Pojutrze do pracy...
nimfa bagienna - 8 Listopada 2009, 11:24
Szaliki rewelacyjne.
Szkoda wielka, że nigdy nie umiałam nauczyć się niczego podobnego z książki, musiałam widzieć, jak przebiega proces w naturze.
Hafty - szacunek. Po prostu szacunek.
Godzilla - 8 Listopada 2009, 11:30
nimfa bagienna, jeśli Twoje bagno leży gdzieś w okolicach Warszawy, mogłybyśmy zobaczyć się na SKOFIE, przyniosłabym włóczki. Zresztą to naprawdę dobra instrukcja, trzeba wziąć trochę wełny i robić to co na zdjęciach
Zgaga - 8 Listopada 2009, 11:47
Godzilla - pomysł zabawek i domków dla zwierzaków dla mnie bomba.

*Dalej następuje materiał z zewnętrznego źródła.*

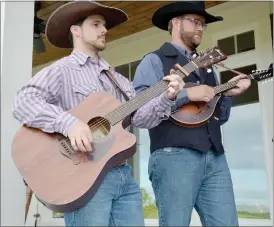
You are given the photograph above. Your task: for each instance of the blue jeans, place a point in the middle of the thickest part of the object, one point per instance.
(118, 202)
(184, 178)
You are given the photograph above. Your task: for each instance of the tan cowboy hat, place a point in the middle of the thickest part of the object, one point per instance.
(59, 23)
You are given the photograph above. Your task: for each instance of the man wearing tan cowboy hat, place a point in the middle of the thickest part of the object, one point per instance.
(63, 85)
(187, 166)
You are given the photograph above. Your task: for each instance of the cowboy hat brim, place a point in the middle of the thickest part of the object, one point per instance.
(166, 13)
(59, 23)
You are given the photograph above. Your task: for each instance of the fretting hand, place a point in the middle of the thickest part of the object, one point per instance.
(176, 84)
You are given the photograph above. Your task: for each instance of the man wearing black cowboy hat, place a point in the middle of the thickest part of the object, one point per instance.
(187, 166)
(61, 86)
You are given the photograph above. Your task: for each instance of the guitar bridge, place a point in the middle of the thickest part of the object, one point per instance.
(68, 151)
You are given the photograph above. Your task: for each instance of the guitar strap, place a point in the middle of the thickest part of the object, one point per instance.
(112, 78)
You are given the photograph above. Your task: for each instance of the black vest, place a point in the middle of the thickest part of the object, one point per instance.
(168, 134)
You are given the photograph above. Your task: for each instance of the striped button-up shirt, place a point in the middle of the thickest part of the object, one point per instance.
(42, 103)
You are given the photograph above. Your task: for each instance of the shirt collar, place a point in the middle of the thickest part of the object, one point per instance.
(184, 52)
(82, 58)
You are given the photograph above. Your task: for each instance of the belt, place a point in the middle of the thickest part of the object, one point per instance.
(122, 163)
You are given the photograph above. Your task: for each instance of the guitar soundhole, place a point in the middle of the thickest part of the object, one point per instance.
(100, 127)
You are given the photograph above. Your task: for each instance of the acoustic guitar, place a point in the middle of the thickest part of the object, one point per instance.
(195, 114)
(64, 179)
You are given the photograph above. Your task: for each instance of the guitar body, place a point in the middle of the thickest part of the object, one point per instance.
(194, 114)
(66, 181)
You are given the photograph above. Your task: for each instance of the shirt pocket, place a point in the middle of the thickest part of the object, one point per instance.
(84, 89)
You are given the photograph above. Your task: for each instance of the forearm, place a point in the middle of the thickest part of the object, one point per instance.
(225, 109)
(181, 100)
(152, 113)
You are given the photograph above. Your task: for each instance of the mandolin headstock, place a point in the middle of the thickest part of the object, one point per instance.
(262, 75)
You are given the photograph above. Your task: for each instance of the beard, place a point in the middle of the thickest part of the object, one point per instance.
(191, 39)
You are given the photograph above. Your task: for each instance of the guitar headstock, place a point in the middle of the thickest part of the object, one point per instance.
(262, 75)
(209, 58)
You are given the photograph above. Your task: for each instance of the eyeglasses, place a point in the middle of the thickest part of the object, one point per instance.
(197, 22)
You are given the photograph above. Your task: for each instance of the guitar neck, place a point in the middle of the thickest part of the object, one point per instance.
(129, 107)
(224, 87)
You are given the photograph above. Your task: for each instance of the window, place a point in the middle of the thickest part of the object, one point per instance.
(251, 95)
(133, 67)
(227, 45)
(239, 43)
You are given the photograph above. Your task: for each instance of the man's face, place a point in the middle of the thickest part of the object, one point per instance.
(191, 29)
(93, 32)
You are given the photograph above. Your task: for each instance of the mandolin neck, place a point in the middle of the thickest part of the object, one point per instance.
(224, 87)
(132, 105)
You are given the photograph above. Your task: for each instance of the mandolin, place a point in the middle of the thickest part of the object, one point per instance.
(195, 114)
(63, 179)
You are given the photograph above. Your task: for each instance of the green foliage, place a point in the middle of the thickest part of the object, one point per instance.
(245, 214)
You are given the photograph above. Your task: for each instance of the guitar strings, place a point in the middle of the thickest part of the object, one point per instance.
(191, 66)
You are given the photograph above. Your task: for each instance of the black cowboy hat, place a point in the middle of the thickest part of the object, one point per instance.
(167, 12)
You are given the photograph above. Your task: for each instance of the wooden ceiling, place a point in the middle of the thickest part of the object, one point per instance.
(139, 13)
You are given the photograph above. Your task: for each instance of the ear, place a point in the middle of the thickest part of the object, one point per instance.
(176, 23)
(75, 30)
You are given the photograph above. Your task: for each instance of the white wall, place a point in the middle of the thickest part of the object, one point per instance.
(2, 25)
(16, 61)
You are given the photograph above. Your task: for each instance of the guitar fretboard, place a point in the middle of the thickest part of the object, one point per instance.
(129, 107)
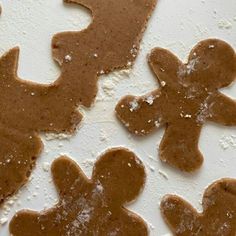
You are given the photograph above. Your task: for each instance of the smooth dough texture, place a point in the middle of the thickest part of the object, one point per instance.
(89, 207)
(217, 219)
(188, 97)
(26, 108)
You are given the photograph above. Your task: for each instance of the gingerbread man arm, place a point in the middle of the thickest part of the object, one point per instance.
(179, 146)
(67, 175)
(86, 3)
(222, 110)
(9, 60)
(141, 115)
(180, 216)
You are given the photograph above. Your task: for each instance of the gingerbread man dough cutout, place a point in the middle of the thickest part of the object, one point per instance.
(187, 98)
(29, 108)
(26, 110)
(89, 207)
(217, 219)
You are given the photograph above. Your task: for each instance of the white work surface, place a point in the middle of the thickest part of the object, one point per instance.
(177, 25)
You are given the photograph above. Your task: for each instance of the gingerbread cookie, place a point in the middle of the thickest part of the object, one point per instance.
(28, 108)
(110, 42)
(187, 98)
(217, 219)
(89, 207)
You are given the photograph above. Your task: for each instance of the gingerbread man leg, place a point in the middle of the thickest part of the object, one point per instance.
(181, 217)
(179, 146)
(18, 154)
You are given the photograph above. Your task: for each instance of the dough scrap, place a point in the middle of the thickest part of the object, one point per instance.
(188, 97)
(29, 108)
(109, 43)
(89, 206)
(217, 219)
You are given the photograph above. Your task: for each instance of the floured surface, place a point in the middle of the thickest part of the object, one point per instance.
(217, 219)
(28, 108)
(90, 207)
(188, 97)
(178, 28)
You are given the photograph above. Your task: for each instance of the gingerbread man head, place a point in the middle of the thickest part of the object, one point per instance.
(186, 99)
(217, 219)
(88, 207)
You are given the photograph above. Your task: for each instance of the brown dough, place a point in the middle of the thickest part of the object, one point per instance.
(29, 108)
(187, 98)
(89, 207)
(217, 219)
(111, 42)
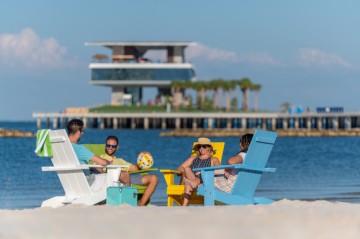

I niech się schowają wszystkie Barbie i Kenny.
Godzilla - 8 Listopada 2009, 12:07
Zgadzam się A jeszcze lepiej będzie, jak sami zaczną robić wyposażenie. Zresztą część już zrobili, posklejali mebelki z papieru.
Pucek - 8 Listopada 2009, 12:11
Kiedy moje dziewczyny były na etapie Barbie robiłam mebelki ze sklejki i listewek. Ciemny lakier, tapicerka - bawiłam się nieźle. Domek zajmował sporą półkę na regale, nawet oświetlenie było. Koleżanki córek przychodziły się bawić, bo to taki "prawdziwy" domek był.
Nie różowy z plastiku.
Zgaga - 8 Listopada 2009, 12:21
I teraz będzie truizm: bo w każdym mężczyźnie jest trochę chłopca, a w każdej kobiecie - małej dziewczynki.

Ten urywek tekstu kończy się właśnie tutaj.